David continues to propose that there is a conflict between Value Pricing and a lawyers “fiduciary and ethical duties,” as if there was a conflict between an attorney making a profit and professional ethics.  This is kindergarten economics, and is not worthy of serious intellectual debate.  In fact, I could make the argument, using Immanuel Kant’s categorical imperative, that hourly billing is absolutely unethical, since we wouldn’t want all businesses to universally use this pricing model.

David also writes:  “No, it’s not okay for lawyers to charge fees significantly higher than their hourly rate as an ironic response to client complaints that bills are too large under the hourly-fee system.  Fiduciaries don’t manipulate clients to reduce their price sensitivity.  Period.”

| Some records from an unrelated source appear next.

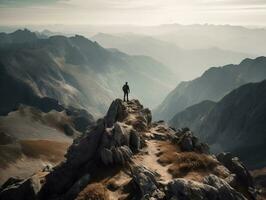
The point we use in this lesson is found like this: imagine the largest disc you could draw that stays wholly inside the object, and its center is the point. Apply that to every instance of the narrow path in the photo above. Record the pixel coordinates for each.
(149, 160)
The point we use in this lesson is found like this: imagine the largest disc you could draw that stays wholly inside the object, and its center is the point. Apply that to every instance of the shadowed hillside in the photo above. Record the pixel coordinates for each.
(126, 156)
(213, 85)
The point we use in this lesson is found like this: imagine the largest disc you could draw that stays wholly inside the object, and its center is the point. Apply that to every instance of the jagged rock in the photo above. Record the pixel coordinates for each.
(23, 190)
(225, 191)
(146, 182)
(134, 141)
(115, 113)
(47, 168)
(237, 167)
(121, 154)
(120, 135)
(213, 188)
(6, 139)
(11, 181)
(146, 113)
(77, 187)
(68, 130)
(186, 143)
(190, 190)
(81, 118)
(80, 156)
(110, 143)
(107, 156)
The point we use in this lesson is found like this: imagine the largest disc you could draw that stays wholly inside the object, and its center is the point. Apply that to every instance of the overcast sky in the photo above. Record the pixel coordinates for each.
(138, 12)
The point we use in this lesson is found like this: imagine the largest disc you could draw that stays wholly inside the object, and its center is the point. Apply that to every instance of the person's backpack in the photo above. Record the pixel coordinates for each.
(125, 88)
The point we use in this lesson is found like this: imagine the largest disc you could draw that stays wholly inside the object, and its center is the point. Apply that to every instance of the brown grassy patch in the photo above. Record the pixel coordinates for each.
(167, 153)
(95, 191)
(52, 151)
(191, 161)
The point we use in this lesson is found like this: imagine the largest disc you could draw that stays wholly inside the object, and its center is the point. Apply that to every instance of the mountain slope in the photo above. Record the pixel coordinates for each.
(80, 73)
(214, 84)
(187, 64)
(236, 123)
(125, 156)
(192, 116)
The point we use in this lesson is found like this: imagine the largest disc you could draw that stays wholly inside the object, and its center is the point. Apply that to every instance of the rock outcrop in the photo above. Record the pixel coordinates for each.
(126, 156)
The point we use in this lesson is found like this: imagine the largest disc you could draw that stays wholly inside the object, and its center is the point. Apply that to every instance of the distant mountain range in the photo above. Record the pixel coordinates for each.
(237, 123)
(186, 63)
(77, 72)
(213, 85)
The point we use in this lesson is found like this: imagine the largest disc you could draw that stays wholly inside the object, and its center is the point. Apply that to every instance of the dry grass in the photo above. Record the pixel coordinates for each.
(190, 162)
(48, 150)
(95, 191)
(167, 153)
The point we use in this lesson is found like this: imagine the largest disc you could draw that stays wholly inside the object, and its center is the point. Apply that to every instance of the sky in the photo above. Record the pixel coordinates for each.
(135, 12)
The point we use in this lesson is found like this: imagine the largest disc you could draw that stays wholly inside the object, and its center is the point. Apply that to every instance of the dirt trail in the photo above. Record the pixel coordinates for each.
(149, 160)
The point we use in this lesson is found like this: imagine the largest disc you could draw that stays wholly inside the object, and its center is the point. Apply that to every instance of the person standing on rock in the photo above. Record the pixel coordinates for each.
(126, 90)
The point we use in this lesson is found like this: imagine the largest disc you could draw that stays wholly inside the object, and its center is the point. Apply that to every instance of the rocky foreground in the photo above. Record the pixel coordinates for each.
(126, 156)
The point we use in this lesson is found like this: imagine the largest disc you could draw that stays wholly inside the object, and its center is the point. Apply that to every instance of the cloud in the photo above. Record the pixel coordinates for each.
(25, 3)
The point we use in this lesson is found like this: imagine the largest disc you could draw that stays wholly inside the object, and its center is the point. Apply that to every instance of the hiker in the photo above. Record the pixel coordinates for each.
(126, 90)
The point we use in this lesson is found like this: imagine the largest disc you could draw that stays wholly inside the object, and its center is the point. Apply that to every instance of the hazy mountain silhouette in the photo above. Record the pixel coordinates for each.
(187, 64)
(79, 72)
(236, 123)
(214, 84)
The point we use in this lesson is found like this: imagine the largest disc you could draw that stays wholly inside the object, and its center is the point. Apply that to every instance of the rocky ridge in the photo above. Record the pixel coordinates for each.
(126, 156)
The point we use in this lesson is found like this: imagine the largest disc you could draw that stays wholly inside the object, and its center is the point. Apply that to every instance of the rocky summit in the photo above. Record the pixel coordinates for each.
(127, 156)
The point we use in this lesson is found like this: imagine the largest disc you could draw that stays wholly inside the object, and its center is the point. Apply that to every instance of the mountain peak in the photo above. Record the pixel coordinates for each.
(127, 156)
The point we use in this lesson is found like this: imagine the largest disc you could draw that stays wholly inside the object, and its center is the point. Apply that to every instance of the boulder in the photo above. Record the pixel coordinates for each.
(186, 143)
(134, 141)
(68, 130)
(121, 155)
(77, 187)
(116, 112)
(237, 167)
(107, 156)
(190, 190)
(146, 182)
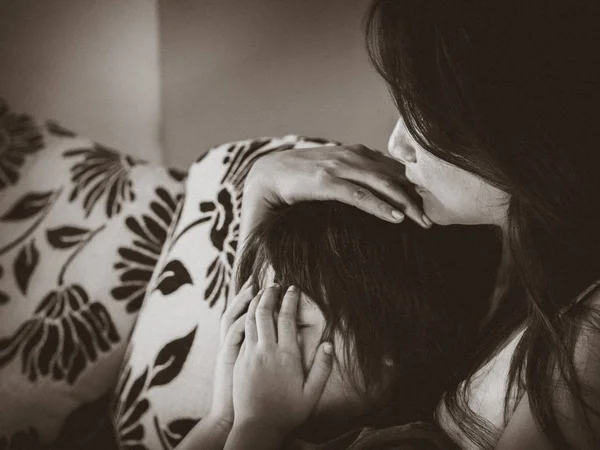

So, hourly billing is the most any attorney, anywhere, can ever earn?  And who determines this maximum hourly rate, David?  This goes right to Karl Marx’s labor theory of value, a theory repudiated in the real world, but one that David wants to continue to guide the legal profession’s maximum price.  What about all of the ethcial problems the hourly billing system creates?  Why do customers of attorneys everywhere I go demand fixed prices from their attorneys?

In an afterthought, posted on May 13, 2006, David cites a Peter Drucker article from the Wall Street Journal, Oct. 21, 1993, “The Five Deadly Business Sins,” one of which was “the search for high profit margins and ‘premium pricing.’” As an avid fan of Drucker, I must say David, once again, you miss the point.  Drucker argues that premium prices can attract competitors, which is certainly true.  But Drucker was an enormous advocate of price-led costing, made famous by Toyota, among others.  This is well documented in all of my books.

I wish David would read my books, especially the chapters where I deal with pricing and ethics.

David, I really enjoy your rants, and again, I make the following offer:  If we ever meet, the drinks are on me.